Nos miramos largamente, y las miradas decían más que mil palabras, y apuró su copa de un trago y me arrastró de la mano escaleras arriba hacia la zona oculta tras cortinas de camuflaje. El único cubículo libre tenía el pestillo roto, y las paredes de plástico translúcido daban directamente sobre la pista. Aquel metro cuadrado semidescubierto no era exactamente la intimidad que estábamos buscando, pero servía. Apoyados contra la puerta para mantenerla cerrada y golpeados por las luces estroboscópicas de la pista, nos besamos despacio, como a mí me gusta, con un ligero roce de labios primero, reprimiendo el bocado obsceno, avanzando poco a poco en un crescendo culminado con el frenesí de las lenguas desatadas y ansiosas por alcanzar el fondo del esófago contrario. Descubrí la prieta redondez de su barriga, más abundante de lo que mi primera impresión me había hecho temer, y unas tetas generosas de pezones puntiagudos, perfectos para ser mordidos. Así lo hice y pareció gustarle, a juzgar por los suspiros y la tensión en su bragueta. No me equivoqué sobre el vello, pero el triángulo grisáceo de su pecho me pareció suficiente, y el caminito oscuro que lo unía al ombligo y se perdía bajo los pantalones sugería mayor abundancia de cintura para abajo, lo que pude constatar cuando por fin liberé la dichosa hebilla e introduje mi mano bajo la tela. Él parecía encantado con mis atributos, que liberó y chupó con gran habilidad en cuanto tuvo ocasión.

Estaba claro que los dos queríamos más. Era una de esas rarísimas ocasiones en que la comunicación fluye de forma natural al primer contacto, en que das en la diana con cada movimiento y parece que el otro conoce tus debilidades desde siempre.

—Vámonos de aquí —dijo él, harto de empujones a la puerta y bultos curiosos tras las paredes—, este no es lugar para nosotros.

Así que nos recompusimos la vestimenta y salimos aliviados al frescor del benévolo otoño.

Acepté encantado la invitación a su hotel, consciente de lo poco romántico del austero catre de mi hostal, y anduvimos cogidos de la mano por las calles desiertas, en silencio, borrachos y felices.
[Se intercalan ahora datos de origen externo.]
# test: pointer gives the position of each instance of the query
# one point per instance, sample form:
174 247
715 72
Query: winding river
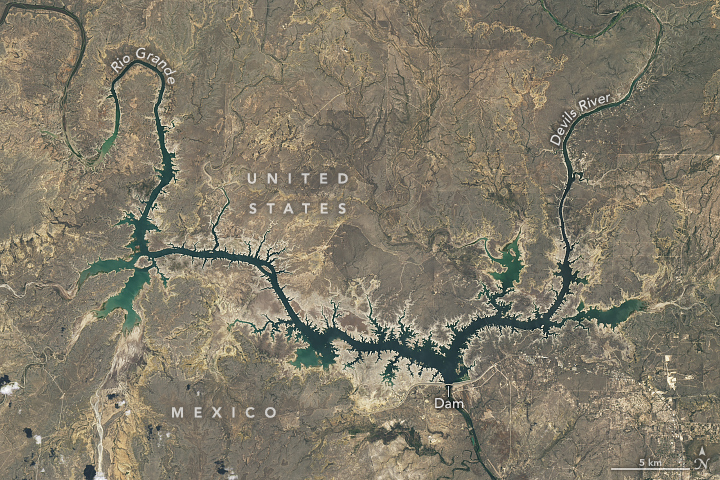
400 342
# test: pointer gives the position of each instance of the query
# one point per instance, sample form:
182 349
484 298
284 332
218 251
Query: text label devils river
568 118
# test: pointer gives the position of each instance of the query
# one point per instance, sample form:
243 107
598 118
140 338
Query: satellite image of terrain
360 239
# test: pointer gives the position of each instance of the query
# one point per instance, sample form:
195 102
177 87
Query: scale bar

Su hotel resultó ser una preciosa casa de huéspedes con un hermoso jardín y decorada con muebles antiguos. El dueño, un tal Alfredo, era un amigo de Enric de toda la vida, amante de las antigüedades y restaurador él mismo en sus ratos libres, que siempre le tenía reservada una habitación. El cuarto era un acogedor rincón, ocupado casi en su totalidad por una enorme cama cubierta de almohadones con borlas, rasos y pasamanería variada. Demasiado barroca incluso para mí, aunque muy cómoda, aquella cama fue testigo de una noche plagada de lujuria, con ratos de sueño ligero para retomar fuerzas y volver a empezar. Una noche especial y nueva en muchos sentidos. Abrazos estrechos, largos y fuertes, intercambiando energías, fundiendo sudores y olores, con miradas silenciosas, caricias tiernas, y más piruetas de pasión, sin tabúes, sin límites, en sintonía plena, sin palabras por innecesarias, dejando a los instintos fluir en libertad, seguros de estar haciendo feliz al otro, encajados como las dos únicas piezas de un puzle improbable.